On relationships: "Sometimes, you get a girl to like you, then she ditches you. Life is hard, move on! Or sometimes it just doesn't work out. I had a crush on a girl in preschool. Then my family had to move, so I had to let her wash out of my mind."

On having a crush: "Many boys get crushes on girls. But it can be very hard to get a girl to like you. Sometimes it takes years! Whatever happens, just don't act desperate. Girls don't like desperate boys. So what do you do if you have a crush on a girl? You need to get her to like you. You can also show off a skill, like playing soccer or anything else you're good at. If you are in elementary school, try to get a girl to like you, not to love you. Wait until middle school to try to get her to love you. Otherwise, you have to hold on to her for a long time and that would be very hard. Tip: Most boys in elementary school can hold on to a girl for only 30 days."

On gifts: "It is also good to give gifts. They don't have to be big. Try to find out what she likes before you give her something. You should go around to her friends to get ideas. And I wouldn't do flowers and gifts until you are older, like in middle school, because it seems weird in elementary school.
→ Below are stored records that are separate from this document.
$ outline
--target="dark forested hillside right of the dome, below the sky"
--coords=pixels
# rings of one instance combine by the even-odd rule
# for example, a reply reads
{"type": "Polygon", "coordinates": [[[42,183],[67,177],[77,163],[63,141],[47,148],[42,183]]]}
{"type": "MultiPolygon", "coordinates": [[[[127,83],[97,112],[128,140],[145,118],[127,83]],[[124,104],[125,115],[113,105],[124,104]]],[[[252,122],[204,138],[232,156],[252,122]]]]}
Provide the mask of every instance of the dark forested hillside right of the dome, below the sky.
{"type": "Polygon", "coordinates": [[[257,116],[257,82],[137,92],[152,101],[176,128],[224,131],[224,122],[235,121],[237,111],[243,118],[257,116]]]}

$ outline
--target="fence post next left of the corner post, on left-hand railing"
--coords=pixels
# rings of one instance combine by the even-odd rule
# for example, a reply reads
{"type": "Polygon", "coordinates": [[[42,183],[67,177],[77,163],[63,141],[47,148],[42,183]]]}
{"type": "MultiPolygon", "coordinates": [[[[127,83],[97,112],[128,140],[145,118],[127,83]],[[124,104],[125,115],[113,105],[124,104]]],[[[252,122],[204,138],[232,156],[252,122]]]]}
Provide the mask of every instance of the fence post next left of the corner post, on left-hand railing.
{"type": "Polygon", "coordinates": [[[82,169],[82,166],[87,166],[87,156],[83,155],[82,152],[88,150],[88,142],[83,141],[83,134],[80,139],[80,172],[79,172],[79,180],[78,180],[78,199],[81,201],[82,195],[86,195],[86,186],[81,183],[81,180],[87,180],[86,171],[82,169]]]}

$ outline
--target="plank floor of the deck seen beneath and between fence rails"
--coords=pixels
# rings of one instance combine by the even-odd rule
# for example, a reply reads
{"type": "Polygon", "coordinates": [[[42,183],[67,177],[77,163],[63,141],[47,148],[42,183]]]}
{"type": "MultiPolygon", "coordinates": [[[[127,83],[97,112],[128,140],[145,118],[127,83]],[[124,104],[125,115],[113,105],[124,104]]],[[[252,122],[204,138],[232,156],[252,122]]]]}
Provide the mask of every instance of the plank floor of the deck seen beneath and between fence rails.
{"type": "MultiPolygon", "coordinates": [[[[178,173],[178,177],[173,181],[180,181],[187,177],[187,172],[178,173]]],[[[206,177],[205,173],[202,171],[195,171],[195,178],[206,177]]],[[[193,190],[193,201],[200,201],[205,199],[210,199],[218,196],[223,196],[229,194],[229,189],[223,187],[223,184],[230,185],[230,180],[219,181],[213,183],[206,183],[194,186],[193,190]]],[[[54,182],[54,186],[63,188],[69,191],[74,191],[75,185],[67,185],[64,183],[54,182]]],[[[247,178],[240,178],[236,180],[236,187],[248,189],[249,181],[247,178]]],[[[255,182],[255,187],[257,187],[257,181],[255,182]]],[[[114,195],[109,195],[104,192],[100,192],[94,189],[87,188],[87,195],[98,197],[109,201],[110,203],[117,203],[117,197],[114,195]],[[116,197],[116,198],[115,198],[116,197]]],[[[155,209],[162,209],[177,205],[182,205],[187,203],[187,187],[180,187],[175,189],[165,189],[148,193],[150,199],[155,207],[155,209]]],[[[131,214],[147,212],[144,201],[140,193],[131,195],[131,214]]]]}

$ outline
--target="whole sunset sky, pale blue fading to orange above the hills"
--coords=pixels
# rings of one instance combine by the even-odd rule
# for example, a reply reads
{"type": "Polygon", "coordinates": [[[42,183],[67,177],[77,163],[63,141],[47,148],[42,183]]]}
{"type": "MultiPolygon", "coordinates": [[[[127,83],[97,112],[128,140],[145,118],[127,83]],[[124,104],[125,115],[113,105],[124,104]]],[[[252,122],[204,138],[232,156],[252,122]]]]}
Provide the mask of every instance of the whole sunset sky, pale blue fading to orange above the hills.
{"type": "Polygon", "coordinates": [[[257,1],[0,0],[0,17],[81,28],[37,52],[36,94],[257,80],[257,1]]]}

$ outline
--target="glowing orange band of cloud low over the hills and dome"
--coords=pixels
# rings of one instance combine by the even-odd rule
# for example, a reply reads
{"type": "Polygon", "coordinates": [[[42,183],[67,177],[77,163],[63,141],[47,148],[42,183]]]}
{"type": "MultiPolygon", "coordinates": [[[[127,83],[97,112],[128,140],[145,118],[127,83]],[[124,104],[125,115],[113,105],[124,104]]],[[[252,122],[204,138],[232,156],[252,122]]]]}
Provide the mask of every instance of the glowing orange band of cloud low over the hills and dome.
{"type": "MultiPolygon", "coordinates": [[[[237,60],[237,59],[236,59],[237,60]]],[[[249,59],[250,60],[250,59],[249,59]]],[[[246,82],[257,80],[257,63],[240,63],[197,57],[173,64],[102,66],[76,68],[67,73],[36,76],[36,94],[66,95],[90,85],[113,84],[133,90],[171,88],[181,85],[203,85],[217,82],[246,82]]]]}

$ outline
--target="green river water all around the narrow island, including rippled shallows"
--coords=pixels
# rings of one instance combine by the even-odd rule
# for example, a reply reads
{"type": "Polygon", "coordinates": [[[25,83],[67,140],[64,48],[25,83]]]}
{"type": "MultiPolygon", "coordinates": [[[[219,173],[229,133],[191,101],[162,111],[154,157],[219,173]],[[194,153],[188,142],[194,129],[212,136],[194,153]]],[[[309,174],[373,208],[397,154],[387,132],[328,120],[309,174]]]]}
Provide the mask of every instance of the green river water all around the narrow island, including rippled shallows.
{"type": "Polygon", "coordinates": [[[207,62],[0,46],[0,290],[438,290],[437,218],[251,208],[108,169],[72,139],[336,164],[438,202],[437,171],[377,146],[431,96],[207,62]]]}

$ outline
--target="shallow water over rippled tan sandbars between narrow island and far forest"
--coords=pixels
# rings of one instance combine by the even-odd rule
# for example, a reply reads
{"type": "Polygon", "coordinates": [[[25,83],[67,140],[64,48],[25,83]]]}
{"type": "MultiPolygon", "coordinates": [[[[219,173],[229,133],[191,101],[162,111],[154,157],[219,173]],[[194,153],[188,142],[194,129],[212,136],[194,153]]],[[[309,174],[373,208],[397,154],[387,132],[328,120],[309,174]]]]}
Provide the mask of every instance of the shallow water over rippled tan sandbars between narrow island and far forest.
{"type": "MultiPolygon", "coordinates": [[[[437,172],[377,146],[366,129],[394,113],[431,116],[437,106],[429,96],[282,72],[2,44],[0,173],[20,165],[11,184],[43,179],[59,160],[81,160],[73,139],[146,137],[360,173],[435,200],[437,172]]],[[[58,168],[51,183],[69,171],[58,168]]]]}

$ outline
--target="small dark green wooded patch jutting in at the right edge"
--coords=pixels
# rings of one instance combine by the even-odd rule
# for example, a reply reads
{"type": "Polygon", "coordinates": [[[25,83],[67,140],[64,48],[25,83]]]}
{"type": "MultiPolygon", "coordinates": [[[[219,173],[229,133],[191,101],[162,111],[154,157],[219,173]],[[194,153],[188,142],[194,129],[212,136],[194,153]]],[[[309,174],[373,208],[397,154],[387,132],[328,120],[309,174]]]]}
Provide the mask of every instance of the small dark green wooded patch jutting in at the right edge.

Unless you go to a school dance."

The Lowdown:
Greven does not support the "just be yourself" method of dating — he recommends copying someone cool — but let's be honest: sometimes that method doesn't work (especially in elementary school, when "being yourself" often translates to "eating boogers"). He warns against passing love notes, as they tend to get intercepted; he's mercifully still a few years away from discovering the horrors of drunk dialing. Greven also believes that pretty girls are coldhearted and regular-looking girls make better girlfriends (is he even old enough to have heard Jimmy Soul's "If You Wanna Be Happy"?). He refers to winning a girl as "winning a victory" and urges the boy to refrain from celebrating in front of his new girlfriend, lest she disapprove of his happiness and dump him.
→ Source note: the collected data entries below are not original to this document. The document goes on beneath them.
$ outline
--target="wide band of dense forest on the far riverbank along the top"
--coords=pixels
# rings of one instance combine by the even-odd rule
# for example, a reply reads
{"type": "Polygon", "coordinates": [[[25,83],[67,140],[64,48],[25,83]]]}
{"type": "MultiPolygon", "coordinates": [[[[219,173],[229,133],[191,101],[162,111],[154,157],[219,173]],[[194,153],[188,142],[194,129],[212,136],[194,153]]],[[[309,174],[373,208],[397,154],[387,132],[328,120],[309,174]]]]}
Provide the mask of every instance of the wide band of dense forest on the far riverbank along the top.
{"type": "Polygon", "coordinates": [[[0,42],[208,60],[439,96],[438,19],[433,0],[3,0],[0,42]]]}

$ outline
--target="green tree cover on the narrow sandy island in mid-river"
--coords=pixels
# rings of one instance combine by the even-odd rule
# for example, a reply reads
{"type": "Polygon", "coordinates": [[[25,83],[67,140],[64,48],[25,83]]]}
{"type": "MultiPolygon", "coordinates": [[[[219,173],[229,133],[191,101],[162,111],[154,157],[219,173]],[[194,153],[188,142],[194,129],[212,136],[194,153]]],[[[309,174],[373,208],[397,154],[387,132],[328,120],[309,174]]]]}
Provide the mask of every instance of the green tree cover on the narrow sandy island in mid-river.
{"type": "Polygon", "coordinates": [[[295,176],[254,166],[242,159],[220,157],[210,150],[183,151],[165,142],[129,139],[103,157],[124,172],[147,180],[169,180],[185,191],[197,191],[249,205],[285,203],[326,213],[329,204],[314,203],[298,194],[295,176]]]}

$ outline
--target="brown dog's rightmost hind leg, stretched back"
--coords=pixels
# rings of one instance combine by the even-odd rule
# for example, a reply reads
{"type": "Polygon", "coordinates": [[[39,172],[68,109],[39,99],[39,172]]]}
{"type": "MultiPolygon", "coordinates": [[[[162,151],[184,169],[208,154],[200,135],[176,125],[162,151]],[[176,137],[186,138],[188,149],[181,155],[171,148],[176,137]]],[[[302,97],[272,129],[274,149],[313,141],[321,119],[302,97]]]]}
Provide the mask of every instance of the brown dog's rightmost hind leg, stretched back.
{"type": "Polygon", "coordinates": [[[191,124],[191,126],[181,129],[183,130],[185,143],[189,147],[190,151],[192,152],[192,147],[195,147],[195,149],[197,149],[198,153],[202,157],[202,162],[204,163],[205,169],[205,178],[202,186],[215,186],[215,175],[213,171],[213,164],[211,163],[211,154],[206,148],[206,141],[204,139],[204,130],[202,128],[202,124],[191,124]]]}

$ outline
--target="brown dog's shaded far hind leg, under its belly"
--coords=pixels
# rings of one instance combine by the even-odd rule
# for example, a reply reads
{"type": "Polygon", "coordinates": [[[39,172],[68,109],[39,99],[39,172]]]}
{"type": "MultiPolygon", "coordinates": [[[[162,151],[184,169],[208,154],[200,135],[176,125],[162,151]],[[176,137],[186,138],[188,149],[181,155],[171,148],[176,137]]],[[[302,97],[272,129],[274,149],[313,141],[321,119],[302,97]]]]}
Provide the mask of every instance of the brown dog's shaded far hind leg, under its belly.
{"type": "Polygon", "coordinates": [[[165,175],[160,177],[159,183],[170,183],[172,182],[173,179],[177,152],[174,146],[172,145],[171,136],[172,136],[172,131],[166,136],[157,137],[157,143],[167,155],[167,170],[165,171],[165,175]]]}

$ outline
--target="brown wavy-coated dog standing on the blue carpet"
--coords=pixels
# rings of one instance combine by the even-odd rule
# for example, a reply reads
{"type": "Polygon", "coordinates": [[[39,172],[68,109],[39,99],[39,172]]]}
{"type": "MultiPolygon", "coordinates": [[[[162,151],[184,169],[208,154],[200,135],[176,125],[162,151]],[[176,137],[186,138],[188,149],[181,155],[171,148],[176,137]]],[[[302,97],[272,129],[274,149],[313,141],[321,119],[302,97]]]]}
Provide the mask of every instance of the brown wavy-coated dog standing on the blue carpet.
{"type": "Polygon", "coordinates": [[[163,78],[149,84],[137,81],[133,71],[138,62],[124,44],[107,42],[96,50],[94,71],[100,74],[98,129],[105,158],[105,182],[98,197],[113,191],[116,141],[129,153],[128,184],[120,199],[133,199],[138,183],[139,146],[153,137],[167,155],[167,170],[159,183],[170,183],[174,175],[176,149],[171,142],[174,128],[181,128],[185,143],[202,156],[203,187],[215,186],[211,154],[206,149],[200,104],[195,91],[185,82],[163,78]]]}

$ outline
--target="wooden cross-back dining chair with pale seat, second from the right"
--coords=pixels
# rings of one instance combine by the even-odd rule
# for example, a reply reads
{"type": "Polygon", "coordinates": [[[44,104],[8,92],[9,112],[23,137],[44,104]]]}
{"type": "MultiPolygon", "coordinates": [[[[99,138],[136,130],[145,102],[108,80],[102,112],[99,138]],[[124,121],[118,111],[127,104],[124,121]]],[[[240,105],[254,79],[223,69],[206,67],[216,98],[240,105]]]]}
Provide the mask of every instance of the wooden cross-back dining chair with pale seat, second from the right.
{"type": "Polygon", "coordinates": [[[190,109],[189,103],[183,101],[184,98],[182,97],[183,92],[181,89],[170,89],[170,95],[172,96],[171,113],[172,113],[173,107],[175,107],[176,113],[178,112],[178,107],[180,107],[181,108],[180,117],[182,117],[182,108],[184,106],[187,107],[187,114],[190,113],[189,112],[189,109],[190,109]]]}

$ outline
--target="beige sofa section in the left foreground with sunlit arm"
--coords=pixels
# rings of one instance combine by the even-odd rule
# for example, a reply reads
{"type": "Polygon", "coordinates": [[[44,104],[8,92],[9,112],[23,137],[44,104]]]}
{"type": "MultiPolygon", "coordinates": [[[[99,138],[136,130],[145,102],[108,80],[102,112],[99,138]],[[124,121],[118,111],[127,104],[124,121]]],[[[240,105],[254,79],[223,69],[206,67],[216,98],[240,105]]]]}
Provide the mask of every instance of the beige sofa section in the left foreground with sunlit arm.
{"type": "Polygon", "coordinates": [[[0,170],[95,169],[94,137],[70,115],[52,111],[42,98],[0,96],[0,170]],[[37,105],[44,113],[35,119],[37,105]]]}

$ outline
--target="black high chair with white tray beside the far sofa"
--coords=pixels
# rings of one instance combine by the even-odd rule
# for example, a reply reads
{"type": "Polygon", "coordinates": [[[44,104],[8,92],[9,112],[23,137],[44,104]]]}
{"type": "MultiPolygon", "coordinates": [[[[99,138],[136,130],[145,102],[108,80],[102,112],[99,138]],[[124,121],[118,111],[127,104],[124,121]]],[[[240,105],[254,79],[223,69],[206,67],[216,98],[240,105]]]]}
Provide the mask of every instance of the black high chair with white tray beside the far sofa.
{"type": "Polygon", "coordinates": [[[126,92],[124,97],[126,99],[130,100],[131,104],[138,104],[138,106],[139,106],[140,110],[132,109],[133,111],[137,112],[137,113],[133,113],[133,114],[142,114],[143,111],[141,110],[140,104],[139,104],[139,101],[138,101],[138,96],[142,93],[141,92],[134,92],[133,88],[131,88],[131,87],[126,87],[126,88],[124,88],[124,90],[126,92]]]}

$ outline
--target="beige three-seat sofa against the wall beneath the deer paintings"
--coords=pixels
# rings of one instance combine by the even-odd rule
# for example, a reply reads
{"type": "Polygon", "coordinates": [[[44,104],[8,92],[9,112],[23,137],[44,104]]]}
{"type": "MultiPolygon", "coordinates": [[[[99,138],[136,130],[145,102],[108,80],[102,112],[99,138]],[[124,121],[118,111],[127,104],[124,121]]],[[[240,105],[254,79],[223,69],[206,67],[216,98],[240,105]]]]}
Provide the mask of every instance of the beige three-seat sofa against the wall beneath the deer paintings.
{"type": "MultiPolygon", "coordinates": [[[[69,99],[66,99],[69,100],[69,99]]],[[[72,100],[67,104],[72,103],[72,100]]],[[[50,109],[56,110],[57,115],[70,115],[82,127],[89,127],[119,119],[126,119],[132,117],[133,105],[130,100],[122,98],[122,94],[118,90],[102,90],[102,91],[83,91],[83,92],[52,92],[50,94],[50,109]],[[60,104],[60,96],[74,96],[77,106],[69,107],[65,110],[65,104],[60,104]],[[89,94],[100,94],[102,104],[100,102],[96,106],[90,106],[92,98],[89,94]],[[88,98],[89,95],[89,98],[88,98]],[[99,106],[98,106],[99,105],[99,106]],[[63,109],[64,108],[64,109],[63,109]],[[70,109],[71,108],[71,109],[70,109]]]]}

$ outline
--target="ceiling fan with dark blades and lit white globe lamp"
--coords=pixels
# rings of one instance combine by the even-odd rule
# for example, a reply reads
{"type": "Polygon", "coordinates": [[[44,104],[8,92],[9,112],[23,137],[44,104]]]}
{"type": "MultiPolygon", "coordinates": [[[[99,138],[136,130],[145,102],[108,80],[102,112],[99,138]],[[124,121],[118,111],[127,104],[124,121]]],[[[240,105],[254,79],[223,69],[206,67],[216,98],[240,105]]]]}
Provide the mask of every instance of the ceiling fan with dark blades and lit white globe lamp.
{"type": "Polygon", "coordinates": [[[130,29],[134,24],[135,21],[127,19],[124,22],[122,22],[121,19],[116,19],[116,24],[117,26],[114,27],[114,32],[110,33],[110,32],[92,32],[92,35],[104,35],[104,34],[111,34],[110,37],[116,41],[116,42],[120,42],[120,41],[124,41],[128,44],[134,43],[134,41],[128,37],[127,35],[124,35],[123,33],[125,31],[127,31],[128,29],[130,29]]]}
So will the book actually help you talk to girls? Not really. But it makes for a good gag gift. Have a permanently single male friend? Want to creep out strangers by reading it alone at a bar? Self-help books written by 9-year-olds provide endless opportunities for awkward, uncomfortable amusement. Besides, nothing in the book is incorrect. We girls (and women) are not as elusive as we may seem. We like gifts and attention and people who make us laugh. We dislike hyperactive, clingy boys (and boys who wear sweatpants). If you want to talk to us, sometimes all it takes is a casual hello.